Blue Velvet [1986]: A Pervert’s Vision of Piercing Beauty

Blue Velvet

You either get David Lynch or you don’t. You either buy his sense of surreal or you shy away. There has rarely been a middle ground when it comes to his works over the past decades. You either embrace them while showering glories or detest them in the names of being abnormal and cynical. But such are the powers of his dark and twisted creations that they can never be ignored. Blue Velvet (1986) is surreal cinema at its most lovely.

Related Read To Blue Velvet (1986): Anatomy of Lynch

Mystic threads lay loose in the lonely bars, streets smelling of rotten violence and sliced ears to shrouded plays of twisted desires – the randomness of darkness in man’s heart never ceases to amaze. It’s like a step away from reality, like a dream inside a dream. It’s like being tethered to a pervert’s enthralling vision which is piercingly and shockingly beautiful.




Lynch takes a wild swing at the vicious underbelly of American suburb and hits it out of the park. Following over a lead for severed ear found in the middle of a shack behind his neighborhood, a young and handsome Jeffrey (Kyle MacLachlan) takes a hallucinating trip down the criminal lay-lines fueled with drugs, obsessions, asthma, velvet, crooning, cigarettes, murder and sadomasochism.

Blue Velvet

With a dash of hypnotism and savagely haunting background score of Angelo Badalamenti , Lynch showers the narrative with numerous symbolism that glows in multiple viewings. The cleaved ear being a literal ear to the darker side of the suburban city, the slimy bugs wrecking havoc on the other side of greener grasses, Jeffrey being a milder shadow of sinister Frank, the Freudian complex assuming it was all a mere dream and exiting with robins eating bugs.

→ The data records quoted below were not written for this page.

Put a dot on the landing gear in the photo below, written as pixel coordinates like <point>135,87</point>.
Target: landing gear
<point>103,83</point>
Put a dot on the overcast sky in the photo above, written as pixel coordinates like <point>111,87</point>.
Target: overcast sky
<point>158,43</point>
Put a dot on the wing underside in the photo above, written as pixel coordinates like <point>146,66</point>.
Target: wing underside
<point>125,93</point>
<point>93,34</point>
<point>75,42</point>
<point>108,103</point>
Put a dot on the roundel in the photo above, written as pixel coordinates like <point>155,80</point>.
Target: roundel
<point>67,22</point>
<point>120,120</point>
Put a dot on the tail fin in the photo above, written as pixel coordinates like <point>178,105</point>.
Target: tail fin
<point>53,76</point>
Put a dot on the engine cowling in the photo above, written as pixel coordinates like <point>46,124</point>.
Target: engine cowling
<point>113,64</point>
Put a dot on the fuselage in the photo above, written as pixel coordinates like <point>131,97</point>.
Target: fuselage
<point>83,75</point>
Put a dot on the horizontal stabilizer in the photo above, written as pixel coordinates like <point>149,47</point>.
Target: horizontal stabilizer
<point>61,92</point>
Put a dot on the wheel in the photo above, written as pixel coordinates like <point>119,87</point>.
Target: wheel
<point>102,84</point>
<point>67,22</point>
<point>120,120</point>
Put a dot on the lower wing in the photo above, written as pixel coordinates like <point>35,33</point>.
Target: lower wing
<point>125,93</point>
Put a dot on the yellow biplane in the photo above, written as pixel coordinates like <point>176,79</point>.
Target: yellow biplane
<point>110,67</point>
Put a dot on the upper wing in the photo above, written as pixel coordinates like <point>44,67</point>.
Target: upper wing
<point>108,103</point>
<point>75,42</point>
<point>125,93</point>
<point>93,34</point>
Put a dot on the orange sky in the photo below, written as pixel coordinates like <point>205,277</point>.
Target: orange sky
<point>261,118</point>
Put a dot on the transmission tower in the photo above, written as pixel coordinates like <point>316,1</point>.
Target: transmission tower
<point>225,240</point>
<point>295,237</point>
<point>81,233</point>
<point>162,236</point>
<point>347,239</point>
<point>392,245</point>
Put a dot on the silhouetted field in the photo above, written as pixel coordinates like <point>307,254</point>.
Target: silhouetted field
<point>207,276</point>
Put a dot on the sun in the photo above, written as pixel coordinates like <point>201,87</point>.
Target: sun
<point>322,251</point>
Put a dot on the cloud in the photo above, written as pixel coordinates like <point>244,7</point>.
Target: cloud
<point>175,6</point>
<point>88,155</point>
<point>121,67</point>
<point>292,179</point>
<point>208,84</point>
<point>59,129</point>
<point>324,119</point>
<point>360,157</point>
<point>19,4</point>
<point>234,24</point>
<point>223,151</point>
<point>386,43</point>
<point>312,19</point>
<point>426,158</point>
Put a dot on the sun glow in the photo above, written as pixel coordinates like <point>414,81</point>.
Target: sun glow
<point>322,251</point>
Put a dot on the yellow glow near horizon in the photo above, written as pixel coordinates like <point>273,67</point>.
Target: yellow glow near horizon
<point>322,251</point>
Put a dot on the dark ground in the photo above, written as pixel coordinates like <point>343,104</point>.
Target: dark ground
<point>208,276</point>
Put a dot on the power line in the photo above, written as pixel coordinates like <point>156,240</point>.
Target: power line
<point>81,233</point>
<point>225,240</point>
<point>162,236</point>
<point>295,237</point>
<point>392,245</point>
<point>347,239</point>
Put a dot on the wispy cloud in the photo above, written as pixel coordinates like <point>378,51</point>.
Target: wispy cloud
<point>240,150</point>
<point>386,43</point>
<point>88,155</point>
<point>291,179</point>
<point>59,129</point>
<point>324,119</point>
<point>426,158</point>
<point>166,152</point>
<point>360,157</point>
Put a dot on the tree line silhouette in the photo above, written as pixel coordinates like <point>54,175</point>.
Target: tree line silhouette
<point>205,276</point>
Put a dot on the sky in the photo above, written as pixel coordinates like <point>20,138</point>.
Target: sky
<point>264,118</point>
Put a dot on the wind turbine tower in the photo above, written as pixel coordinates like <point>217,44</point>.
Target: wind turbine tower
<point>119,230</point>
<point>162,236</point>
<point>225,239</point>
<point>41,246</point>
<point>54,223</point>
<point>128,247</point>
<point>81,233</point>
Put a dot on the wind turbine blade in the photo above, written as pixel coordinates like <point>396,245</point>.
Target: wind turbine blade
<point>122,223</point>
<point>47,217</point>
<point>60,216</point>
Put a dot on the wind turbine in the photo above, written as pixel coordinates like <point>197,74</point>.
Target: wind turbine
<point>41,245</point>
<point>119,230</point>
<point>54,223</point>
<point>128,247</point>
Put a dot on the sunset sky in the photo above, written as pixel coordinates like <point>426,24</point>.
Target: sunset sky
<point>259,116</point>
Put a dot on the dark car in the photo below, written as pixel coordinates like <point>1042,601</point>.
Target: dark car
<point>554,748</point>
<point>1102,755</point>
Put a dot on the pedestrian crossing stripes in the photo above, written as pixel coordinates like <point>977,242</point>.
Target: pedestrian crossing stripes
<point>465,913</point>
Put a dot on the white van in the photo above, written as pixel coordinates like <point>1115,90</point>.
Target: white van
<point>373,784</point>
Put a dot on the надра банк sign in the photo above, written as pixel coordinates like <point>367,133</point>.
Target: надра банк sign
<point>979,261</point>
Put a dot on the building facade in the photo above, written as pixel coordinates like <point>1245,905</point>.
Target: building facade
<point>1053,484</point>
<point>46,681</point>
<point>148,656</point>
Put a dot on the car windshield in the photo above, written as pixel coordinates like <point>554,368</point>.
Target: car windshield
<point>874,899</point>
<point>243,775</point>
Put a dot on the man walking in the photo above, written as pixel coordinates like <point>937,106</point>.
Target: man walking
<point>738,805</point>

Blue Velvet confounds as much as it pleases. It repels with its incredibly dense and thick mix of a storytelling and then softly whispers us to come back into its velvet embrace. Perfectly lit, marvelously lush and gorgeously seductive, David Lynch suffuses enough cinematic wonders in Blue Velvet that it feels like an aromatic love letter to the movie aficionados. Watch and fall in love all over again, with the magic of cinema!